Como luego de un combate, lentas humaredas trepaban penosamente los celajes de la cordillera, esfumando sus sombras duras.
Hacia el naciente un mar de cenizas disipaba la marca del horizonte, extendiendo su neblina plomiza hasta el infinito.
Nada parecía tener vida. Sólo el agua, como una víbora ciega, hurgaba en su memoria de limo buscando una salida por aquella tierra todavía quemante. Entre vapores sulfurosos, esa tinta negra se abría cauce ladera abajo. Paraba en diques de lava endurecida, para vencer con su húmedo instinto cada uno de los obstáculos que encontraba en su camino.

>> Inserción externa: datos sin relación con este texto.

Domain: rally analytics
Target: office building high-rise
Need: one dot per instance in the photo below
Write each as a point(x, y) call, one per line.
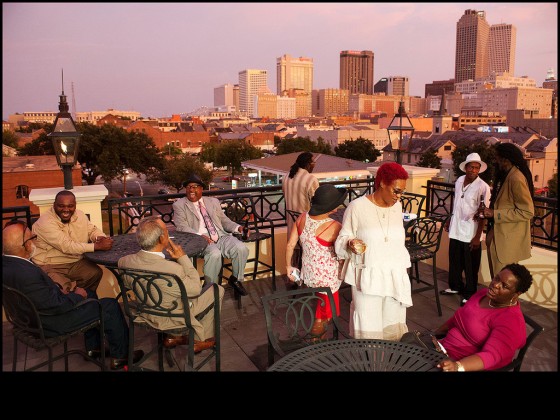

Cuando llegó a la angostura del Choroi, su pupila mostraba una lejía de cielo limpio, hasta reconocerse cristalina en el lecho del arroyo.
Una paz de muerte envolvía al paisaje desolado. Mantos de cenizas escaldaban las heridas de la montaña, mientras el viento golpeaba su sonaja contra los riscales, repitiendo como en sueños el murmullo helado de las cumbres.
En algún lugar cercano al viejo Pillanhue, la vida leudaba en secreto su eterna maravilla.
El moderno edificio donde funciona el Instituto Nacional de Investigaciones Antropológicas destaca su imponente estructura entre edificaciones más bajas. Luego de ascender los trece peldaños de su escalinata de entrada, se arriba al amplio hall central, desde donde se tiene acceso a espaciosas salas perfectamente iluminadas. Armarios, vitrinas y anaqueles albergan al legado cultural de nuestros antepasados.
Científicos, profesores, estudiantes y turistas, abarrotan a menudo sus dependencias, en un incesante ir y venir entre las 10 y 18 hs., de lunes a viernes.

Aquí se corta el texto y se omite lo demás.